Размер шрифта
-
+

Скутаревский - стр. 41

– Это хорошо, знаете, валяйте. Я вам скажу по секрету: в мире нетрудно, судьбы нет, но себя… себя надо брать за холку и этак к земле, к земле! – И он энергично рванул воображаемое. – Жить вы будете у меня… Чего же вы стоите?… Раздевайтесь, снимайте свою попону, здесь не украдут! И пойдем завтракать, я тут проголодался с вами… Ну-с!

– Не могу, – глотая слюну, молвил Черимов. – Поесть охота, а… не могу!

– Торопитесь?

– Не, на мне штанов нет, – выпалил тот и даже зажмурился; даже лицо у него стало какое-то отвлеченное. – Они были, бог душу вынь, но… мы их третьего дня на сало сменяли. Полустанок Егорово, слышали? Фельдшеру… а полустанок Егорово.

– Потрясающе! – от души тешился Скутаревский. – Но ведь без штанов нельзя. Без штанов даже на войне неприлично. Черт, даже памятники в штанах. Так, значит, фельдшеру Егорову?… Слушайте, штаны я вам дам. Но, позвольте, значит, их и у Сеньки нету? Эй, Арсений… – закричал он, лицом к двери, – …убивец!

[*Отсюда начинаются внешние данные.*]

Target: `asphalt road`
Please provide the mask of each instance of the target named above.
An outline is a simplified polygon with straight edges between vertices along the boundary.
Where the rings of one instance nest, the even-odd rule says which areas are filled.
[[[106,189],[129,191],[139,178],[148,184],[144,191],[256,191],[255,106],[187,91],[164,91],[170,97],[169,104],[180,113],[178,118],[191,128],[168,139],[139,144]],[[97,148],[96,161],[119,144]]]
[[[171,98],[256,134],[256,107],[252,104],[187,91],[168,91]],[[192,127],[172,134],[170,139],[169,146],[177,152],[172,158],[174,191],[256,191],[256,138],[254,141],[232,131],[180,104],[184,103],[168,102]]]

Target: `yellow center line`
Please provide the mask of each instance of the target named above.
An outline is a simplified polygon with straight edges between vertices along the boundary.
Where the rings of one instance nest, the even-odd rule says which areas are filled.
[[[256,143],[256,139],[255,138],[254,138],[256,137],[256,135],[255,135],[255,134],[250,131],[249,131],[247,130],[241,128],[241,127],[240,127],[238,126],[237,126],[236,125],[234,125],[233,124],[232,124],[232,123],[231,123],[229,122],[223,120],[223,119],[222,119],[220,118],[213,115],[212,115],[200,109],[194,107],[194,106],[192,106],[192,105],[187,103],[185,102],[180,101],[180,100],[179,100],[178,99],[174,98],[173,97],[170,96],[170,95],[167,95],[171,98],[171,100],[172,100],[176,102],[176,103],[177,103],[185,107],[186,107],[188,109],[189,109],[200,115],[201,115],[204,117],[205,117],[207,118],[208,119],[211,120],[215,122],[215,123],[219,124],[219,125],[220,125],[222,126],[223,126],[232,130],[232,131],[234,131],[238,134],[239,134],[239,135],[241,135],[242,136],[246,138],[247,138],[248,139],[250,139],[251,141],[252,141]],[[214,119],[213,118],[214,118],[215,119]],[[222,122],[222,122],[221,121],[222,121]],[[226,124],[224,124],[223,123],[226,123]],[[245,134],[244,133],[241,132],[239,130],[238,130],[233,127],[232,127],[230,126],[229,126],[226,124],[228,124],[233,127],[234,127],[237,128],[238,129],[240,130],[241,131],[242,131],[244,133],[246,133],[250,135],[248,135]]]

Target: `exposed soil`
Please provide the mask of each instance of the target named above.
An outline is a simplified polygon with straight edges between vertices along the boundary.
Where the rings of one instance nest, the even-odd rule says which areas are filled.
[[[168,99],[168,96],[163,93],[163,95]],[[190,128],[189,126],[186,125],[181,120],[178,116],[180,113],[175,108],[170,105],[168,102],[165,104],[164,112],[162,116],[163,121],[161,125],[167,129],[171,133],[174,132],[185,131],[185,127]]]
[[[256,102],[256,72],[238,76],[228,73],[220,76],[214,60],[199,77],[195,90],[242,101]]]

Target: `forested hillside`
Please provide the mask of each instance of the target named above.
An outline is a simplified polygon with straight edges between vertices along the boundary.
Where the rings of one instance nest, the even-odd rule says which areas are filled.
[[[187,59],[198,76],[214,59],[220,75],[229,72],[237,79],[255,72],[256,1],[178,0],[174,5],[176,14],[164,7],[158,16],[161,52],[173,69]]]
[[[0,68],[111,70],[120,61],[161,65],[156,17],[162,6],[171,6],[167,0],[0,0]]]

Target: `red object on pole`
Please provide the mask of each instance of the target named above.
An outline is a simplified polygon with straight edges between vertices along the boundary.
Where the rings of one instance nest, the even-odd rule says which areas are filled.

В кабинет, с руками, полными ножей и вилок, вбежала горничная в наколке; даже и на голодном режиме того года мадам соблюдала этикет.

– Они в ванне, – строго сообщила она.

Сергей Андреич посмотрел на грустное, давно не мытое лицо, все еще торчавшее перед ним, и комически развел руками:

– Вот видите, они уже в ванне! – И в первый раз, без особой выгоды для сына, сравнил их со стороны.

В профессорском доме, однако, Черимов прожил только неделю; от дальнейшего гостеприимства он благоразумно уклонился. Анна Евграфовна чересчур откровенно запирала от него ящики, и, кроме того, привкус чужого, хотя бы и сладкого хлеба никогда не приходился ему по нраву. Вторую неделю он прогостил у знакомого заделыцика со стекольной фабрички, где когда-то и сам тянул драты. В эти раздумчивые дни, шатаясь по улицам, он составлял план своего дальнейшего наступления. Мир был огромен, рыхловат и богат; он был подходящим материалом для неспокойных его рук. К дядьке вовсе не тянуло; голод привел его на ту же фабричку, и целых полгода, по старой памяти, он выдувал какие-то головоломные флаконы для всяких пахучих специй. Восхождение его началось с рабфака, вступительная наука показалась простой, она запоминалась легко, как номера партбилета и нагана. Потом стало труднее, учебе придавалась фронтовая значимость; самый мешок не успевал вместить ссыпаемого в него зерна. Черимова спасал только спорт. Ему дали стипендию и послали учиться выше. В течение шести последующих лет он не имел никакой личной жизни; вехами в его однообразных буднях служили лишь прочитанные книги. Он читал все подряд, и даже, если ветер нес по улице клочок печатной бумаги, его тянуло заглянуть в него. Ему удалось заслужить уважение профессоров, один оставил его у себя для продолжения научной работы. И когда однажды инженер Арсений получил из неизвестности брошюрку с безвестным именем Черимова, он и не подумал, что автор ее и есть Колька; он свалил это на неряшливость почты и даже не заглянул вовнутрь.